HW3

Due on Apr 27 (30 points)

  1. Repeat HW2 with RNNs and attention networks. Please show plots, codes, and compare results.

    1. (10 points) Repeat HW2 with RNN, you are free to design your own network architecture. But you need to have at least one LSTM layer.

    2. (10 points) Repeat HW2 with attention network, you are again free to design your own architecture. Just you need to have at least one self-attention layer.

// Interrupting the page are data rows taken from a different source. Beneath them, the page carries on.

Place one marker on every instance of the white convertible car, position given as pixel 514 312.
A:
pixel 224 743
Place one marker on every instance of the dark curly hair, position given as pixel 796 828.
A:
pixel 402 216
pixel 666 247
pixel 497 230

    3. (10 points) Use knowledge distillation to try to shrink one of your model by half (half the number of layers or the number of parameters per layer)

    4. (Extra credits: 10 points) Repeat HW2 with Mamba network, you are again free to design your own architecture. Just you need to have at least one Mamba layer.

Model Design Challenge (Extra credit: Maximum 20 points) 🚀

Try to design a network that uses no more parameters than the one already constructed. Write down the number of parameters for both your network and the previously constructed network.

Scoring Criteria:

  • 🏆 Up to 10 points if your network's test MSE is less than 120 (get all 10 points if less than 20) for any of your models.

  • 🏅 An additional 10 points for the top-performing model.

Submission Requirements:

  • Please share the training procedure, including logs, as a Jupyter Notebook through a platform like GitHub

  • You must share the model weights through a public platform like Hugging Face Model Hub and GitHub

Important Rules:

  • Do not use test data for training or hyperparameter tuning.

  • Any violation will result in disqualification from the competition.